Ist Biomilch gesünder als konventionell erzeugte Milch?

Für ökologisch erzeugte Milch gibt es besondere Regelungen in Bezug auf Auslaufflächen für Kühe, Platz im Stall, Herkunft der Futtermittel und Einsatz von Medikamenten. Mit Ausnahme eines etwas höheren Gehalts an Omega-3-Fettsäuren, die als gesundheitsförderlich gelten, gibt es hinsichtlich des Nährstoffprofils keine wesentlichen Unterschiede zwischen konventionell und ökologisch erzeugter Milch.

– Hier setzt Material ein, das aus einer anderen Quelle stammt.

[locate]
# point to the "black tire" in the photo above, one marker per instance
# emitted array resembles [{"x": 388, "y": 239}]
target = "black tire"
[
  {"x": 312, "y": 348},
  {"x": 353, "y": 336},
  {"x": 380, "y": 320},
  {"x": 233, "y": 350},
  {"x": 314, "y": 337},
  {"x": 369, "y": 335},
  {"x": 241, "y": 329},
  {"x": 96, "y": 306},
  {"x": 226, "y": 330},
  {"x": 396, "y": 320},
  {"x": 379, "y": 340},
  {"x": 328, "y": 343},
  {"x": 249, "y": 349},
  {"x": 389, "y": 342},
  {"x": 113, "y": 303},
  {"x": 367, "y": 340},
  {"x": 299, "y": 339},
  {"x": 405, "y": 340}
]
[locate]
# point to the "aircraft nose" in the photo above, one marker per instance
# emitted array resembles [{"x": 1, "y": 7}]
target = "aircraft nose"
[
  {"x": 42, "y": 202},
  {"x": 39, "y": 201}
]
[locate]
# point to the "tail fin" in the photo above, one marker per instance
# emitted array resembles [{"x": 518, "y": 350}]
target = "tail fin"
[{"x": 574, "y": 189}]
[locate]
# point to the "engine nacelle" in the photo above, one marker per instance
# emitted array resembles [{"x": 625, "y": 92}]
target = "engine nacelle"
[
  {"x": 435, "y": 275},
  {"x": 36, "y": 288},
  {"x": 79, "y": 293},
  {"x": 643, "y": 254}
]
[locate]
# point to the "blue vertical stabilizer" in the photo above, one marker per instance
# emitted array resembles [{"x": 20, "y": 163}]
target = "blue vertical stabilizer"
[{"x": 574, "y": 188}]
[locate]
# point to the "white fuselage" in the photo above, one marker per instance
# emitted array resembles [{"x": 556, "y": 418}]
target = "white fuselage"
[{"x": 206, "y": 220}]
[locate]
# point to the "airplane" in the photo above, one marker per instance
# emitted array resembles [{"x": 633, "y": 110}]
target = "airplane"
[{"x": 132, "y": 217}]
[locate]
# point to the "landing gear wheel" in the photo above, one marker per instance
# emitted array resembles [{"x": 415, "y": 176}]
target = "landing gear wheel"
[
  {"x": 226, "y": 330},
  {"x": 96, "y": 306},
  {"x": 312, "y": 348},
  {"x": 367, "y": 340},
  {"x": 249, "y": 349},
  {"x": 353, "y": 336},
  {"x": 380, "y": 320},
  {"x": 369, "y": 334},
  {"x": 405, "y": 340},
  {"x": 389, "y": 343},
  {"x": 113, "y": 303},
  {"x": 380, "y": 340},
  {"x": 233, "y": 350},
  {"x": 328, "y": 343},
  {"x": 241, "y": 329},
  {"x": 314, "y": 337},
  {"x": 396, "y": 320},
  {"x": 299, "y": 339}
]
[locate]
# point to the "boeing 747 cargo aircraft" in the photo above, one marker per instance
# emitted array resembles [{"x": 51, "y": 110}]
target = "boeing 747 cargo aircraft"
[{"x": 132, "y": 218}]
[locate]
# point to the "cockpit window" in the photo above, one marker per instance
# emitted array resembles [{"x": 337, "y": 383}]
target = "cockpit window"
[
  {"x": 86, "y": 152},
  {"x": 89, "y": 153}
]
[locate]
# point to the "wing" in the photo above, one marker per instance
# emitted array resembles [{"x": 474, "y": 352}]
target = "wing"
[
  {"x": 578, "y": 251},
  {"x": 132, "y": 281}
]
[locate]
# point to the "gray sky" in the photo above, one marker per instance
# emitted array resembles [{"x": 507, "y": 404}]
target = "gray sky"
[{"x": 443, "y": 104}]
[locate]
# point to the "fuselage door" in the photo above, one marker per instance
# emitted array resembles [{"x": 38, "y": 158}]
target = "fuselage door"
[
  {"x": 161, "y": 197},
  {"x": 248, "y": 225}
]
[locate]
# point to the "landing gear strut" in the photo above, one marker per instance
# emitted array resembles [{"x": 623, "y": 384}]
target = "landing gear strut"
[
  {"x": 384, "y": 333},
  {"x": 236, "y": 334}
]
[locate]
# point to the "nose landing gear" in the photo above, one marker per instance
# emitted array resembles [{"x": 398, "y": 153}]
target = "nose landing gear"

Fazit: In keiner Wissenschaft, erst recht nicht in der Ernährungswissenschaft, gibt es absolute Wahrheiten. Es ist nie ein „Schwarz-Weiß“, sondern es sind immer abgestufte „Grautöne“, die abhängig sind vom Individuum, von Einflüssen aus der Umwelt und auch vom aktuellen Forschungsstand. In diesem Sinne ist nach heutigem Kenntnisstand Milch im Rahmen der von der DGE empfohlenen Verzehrmengen für den überwiegenden Teil der deutschen Bevölkerung positiv für die Gesundheit zu bewerten.

1) Die Deutschen Gesellschaft für Ernährung e. V. (DGE) ist eine unabhängige wissenschaftliche deutsche Fachgesellschaft, die zu ernährungsrelevanten Fragen Empfehlungen, Leitlinien und Stellungnahmen anhand wissenschaftlicher Forschung herausgibt.

2) Das Bundesforschungsinstitut für Ernährung und Lebensmittel ist eine Bundesoberbehörde der Bundesrepublik Deutschland im Geschäftsbereich des Bundesministeriums für Ernährung und Landwirtschaft (BMEL). Der Forschungsschwerpunkt liegt im gesundheitlichen Verbraucherschutz im Ernährungsbereich.

3) Das Forschungsdepartment Kinderernährung (FKE) gehört seit Anfang 2017 zur Universitätskinderklinik Bochum und führt die anwendungsorientierten Forschungsschwerpunkte des ehemaligen Forschungsinstituts für Kinderernährung Dortmund (FKE) zu Ernährung und Prävention bei gesunden Kindern fort. Neu hinzugekommen ist die Verbindung der Forschungsansätze mit der pädiatrischen Ernährungsmedizin und der Versorgung von kranken Kindern in Klinik und Praxis.

4) Der Deutsche Allergie- und Asthmabund ist seit 1897 als unabhängiger Patienten- und Verbraucherschutzverband für Menschen mit Allergien, Asthma, Haut- und Ernährungsproblemen tätig.

5) Das Deutsche Krebsforschungszentrum (DKFZ) widmet sich als größte biomedizinische Forschungseinrichtung in Deutschland und Mitglied in der Helmholtz-Gemeinschaft deutscher Forschungszentren laut seiner Satzung ganz der Aufgabe, Krebsforschung zu betreiben.